Une expérience quantique présente la plus longue séparation entre deux qubits intriqués
Albert Einstein n’était pas entièrement convaincu par la mécanique quantique, estimant que notre conception de celle-ci était incomplète. Il a notamment contesté l’intrication quantique, c’est-à-dire l’idée qu’une particule puisse être affectée par une autre particule qui ne se trouve pas à proximité. Depuis, des expériences ont montré que l’intrication quantique est effectivement possible et que deux particules intriquées peuvent être connectées à distance. Une nouvelle expérience vient de le confirmer, d’une manière inédite.
Dans cette nouvelle expérience, des scientifiques ont utilisé un tube de 30 mètres de long refroidi à un niveau proche du zéro absolu pour effectuer un test de Bell ou des expériences sur les inégalités de Bell : une mesure aléatoire sur deux particules qubit (bit quantique) intriquées en même temps. Ce test propose une inégalité mathématique qui, si elle est brisée, montre que la théorie de la mécanique quantique tient la route.
Non seulement cette expérience permet d’effectuer le test de Bell à des distances plus grandes que celles qui avaient été tentées auparavant, mais elle l’effectue également à l’aide de circuits supraconducteurs, qui devraient jouer un rôle important dans le développement des ordinateurs quantiques.
En raison de la structure de l’expérience, qui comporte des centaines de circuits électroniques de la taille d’un micromètre, une version modifiée pourrait être utilisée de plusieurs manières.
Image d’entête : coupe partielle de la connexion quantique de 30 mètres de long entre deux circuits supraconducteurs. Le tube à vide (au centre) contient un guide d’ondes à micro-ondes qui est refroidi à environ -273°C et qui relie les deux circuits quantiques. (ETH Zurich/ Daniel Winkler)
L’intérieur du tube de 30 mètres. (ETH Zurich/ Daniel Winkler)
Selon le physicien Simon Storz, de l’ETH Zurich (Suisse) :
Avec notre approche, nous pouvons prouver beaucoup plus efficacement qu’avec d’autres dispositifs expérimentaux que l’inégalité de Bell est violée. Cela rend cette méthode particulièrement intéressante pour les applications pratiques. Celles-ci pourraient inclure, par exemple, des communications cryptées sécurisées.

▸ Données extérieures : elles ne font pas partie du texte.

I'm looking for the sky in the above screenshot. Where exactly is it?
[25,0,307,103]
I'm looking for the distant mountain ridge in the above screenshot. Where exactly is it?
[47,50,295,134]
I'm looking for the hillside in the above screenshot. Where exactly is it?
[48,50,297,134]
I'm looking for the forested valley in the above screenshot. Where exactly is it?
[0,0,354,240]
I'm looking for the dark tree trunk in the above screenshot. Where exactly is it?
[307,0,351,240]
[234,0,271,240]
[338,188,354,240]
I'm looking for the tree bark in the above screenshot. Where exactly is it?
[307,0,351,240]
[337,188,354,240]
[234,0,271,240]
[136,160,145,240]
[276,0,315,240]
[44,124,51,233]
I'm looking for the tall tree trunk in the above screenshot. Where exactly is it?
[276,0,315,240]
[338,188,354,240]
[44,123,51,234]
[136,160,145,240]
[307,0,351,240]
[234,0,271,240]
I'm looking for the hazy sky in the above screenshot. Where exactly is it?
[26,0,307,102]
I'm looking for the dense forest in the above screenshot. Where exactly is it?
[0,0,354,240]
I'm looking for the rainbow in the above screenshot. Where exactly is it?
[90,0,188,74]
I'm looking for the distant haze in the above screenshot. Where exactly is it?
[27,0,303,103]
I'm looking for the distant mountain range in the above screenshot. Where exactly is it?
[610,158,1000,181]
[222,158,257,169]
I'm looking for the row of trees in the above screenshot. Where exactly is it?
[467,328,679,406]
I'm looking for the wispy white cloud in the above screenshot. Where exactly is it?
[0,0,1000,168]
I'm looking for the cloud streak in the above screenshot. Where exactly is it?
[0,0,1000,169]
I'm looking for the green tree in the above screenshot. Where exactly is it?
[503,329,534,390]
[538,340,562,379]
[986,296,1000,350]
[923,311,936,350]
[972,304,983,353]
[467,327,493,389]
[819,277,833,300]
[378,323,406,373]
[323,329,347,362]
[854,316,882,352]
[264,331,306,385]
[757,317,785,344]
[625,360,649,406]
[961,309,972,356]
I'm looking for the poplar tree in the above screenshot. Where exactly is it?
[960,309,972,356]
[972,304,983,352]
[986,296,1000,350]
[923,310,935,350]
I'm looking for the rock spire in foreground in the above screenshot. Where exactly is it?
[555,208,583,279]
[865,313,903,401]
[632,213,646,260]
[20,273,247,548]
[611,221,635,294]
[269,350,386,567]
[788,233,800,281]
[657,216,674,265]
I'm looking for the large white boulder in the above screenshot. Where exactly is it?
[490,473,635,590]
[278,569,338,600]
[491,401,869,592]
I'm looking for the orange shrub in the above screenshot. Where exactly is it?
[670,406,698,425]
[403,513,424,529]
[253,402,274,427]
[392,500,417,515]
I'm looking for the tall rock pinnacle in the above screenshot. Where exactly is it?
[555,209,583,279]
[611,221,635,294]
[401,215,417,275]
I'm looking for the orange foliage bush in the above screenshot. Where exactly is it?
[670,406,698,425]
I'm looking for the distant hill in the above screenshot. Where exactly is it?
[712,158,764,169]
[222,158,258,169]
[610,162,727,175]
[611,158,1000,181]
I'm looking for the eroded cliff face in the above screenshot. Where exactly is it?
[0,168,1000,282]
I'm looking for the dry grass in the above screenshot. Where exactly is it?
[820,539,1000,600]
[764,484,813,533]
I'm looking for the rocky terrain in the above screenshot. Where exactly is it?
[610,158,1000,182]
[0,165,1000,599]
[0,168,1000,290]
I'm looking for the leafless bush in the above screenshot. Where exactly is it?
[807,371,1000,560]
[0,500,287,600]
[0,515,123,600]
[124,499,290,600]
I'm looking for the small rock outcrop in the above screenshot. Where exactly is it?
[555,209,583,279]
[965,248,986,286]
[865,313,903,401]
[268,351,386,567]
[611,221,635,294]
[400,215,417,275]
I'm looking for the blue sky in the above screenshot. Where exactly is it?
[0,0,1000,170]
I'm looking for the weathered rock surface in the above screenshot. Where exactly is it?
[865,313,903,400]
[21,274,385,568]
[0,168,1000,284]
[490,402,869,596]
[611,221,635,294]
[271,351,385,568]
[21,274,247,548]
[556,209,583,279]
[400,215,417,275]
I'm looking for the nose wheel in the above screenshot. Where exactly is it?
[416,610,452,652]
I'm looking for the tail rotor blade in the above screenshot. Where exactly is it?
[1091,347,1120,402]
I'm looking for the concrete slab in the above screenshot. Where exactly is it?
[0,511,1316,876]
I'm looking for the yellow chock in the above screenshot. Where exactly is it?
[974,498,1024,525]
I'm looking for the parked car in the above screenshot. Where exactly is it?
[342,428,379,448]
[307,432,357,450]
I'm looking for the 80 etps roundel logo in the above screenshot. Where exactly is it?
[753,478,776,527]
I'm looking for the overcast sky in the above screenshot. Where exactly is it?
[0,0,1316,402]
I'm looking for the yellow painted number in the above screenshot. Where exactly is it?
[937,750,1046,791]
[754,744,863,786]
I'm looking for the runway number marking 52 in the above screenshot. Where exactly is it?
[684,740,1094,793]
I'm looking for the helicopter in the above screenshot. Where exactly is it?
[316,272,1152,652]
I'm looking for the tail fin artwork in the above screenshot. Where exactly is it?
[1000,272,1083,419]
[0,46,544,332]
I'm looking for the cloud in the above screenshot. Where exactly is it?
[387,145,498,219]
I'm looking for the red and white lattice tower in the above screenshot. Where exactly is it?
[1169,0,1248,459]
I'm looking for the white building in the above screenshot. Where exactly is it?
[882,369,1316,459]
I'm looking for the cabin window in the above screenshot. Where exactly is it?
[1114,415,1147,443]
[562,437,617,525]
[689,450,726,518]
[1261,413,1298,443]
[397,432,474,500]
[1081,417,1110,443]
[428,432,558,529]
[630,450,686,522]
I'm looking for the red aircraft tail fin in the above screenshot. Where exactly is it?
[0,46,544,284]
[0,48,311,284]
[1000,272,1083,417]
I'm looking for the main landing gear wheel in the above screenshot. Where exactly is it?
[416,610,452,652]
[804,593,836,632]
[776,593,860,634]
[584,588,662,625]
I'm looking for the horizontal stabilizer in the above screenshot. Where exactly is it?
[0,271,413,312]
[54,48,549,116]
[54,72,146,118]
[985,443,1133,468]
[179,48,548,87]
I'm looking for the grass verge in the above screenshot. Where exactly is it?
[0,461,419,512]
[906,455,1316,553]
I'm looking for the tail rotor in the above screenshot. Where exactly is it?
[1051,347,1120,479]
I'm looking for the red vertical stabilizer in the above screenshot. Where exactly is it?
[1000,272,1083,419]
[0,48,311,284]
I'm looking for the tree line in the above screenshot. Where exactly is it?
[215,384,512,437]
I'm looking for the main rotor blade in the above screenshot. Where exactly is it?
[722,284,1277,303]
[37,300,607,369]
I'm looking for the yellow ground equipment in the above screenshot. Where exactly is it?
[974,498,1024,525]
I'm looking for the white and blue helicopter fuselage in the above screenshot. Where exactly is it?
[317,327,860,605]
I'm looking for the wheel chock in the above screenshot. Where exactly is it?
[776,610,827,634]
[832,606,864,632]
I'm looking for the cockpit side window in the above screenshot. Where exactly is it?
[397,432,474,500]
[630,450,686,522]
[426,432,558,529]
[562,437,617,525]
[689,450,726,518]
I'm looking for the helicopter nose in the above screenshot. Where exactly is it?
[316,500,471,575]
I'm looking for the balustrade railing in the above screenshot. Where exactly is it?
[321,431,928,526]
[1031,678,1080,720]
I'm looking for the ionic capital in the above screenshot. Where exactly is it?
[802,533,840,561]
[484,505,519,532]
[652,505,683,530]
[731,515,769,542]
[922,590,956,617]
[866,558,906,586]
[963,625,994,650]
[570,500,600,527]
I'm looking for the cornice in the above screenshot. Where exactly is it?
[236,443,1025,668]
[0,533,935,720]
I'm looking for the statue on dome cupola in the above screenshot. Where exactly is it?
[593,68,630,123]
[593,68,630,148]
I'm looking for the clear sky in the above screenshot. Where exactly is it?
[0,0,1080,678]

Malgré les défis posés par la construction et la mise au point de cette machine, les chercheurs sont convaincus qu’elle pourrait être adaptée pour fonctionner également à plus grande échelle, repoussant ainsi les limites de ce que nous savons de la mécanique quantique.
Seon le physicien Andreas Wallraff, également de l’ETH Zurich :
Notre machine contient 1,3 tonne de cuivre et 14 000 vis, ainsi qu’une grande quantité de connaissances en physique et de savoir-faire en ingénierie.
Pour éliminer toutes les failles potentielles d’un test de Bell, les mesures doivent être effectuées en moins de temps qu’il n’en faut à la lumière pour voyager d’un bout à l’autre, ce qui prouve qu’aucune information n’a été échangée entre eux. Avec cette configuration, la lumière a mis 110 nanosecondes pour parcourir le tube, et les mesures ont été prises en quelques nanosecondes de moins. Les chercheurs ont utilisé des photons micro-ondes pour créer l’intrication, et plus d’un million de mesures ont été évaluées pour montrer la violation de l’inégalité de Bell.
A partir de l’étude : l’expérience sur les inégalités de Bell implique des qubits intriqués. Deux parties A et B choisissent des bits d’entrée aléatoires (a, b) aux emplacements spatio-temporels indiqués par des étoiles et effectuent des mesures sur une paire de systèmes quantiques intriqués (dans ce travail, des qubits de circuits supraconducteurs) produisant des bits de sortie (x, y) aux emplacements spatio-temporels indiqués par des croix. Les zones ombrées indiquent les cônes de lumière vers l’avant provenant de l’emplacement spatio-temporel des événements de génération de bits d’entrée aléatoires. L’encart au milieu indique l’angle de décalage θ entre les bases de mesure des deux qubits. (Storz et col./ Nature)
Il s’agit de la plus longue séparation entre deux qubits supraconducteurs intriqués à ce jour, ce qui montre que cette technologie (des qubits) est prometteuse. La technologie démontrée ici pourrait éventuellement trouver sa place dans des ordinateurs quantiques à grande échelle.
Selon les chercheurs, dans leur étude (lien plus bas) :
Notre travail démontre que la non-localité est une nouvelle ressource viable dans la technologie de l’information quantique réalisée avec des circuits supraconducteurs, avec des applications potentielles dans la communication quantique, l’informatique quantique et la physique fondamentale.
L’étude publiée dans Nature : Loophole-free Bell inequality violation with superconducting circuits et présentée sur le site de l’ETH Zurich : Entangled quantum circuits.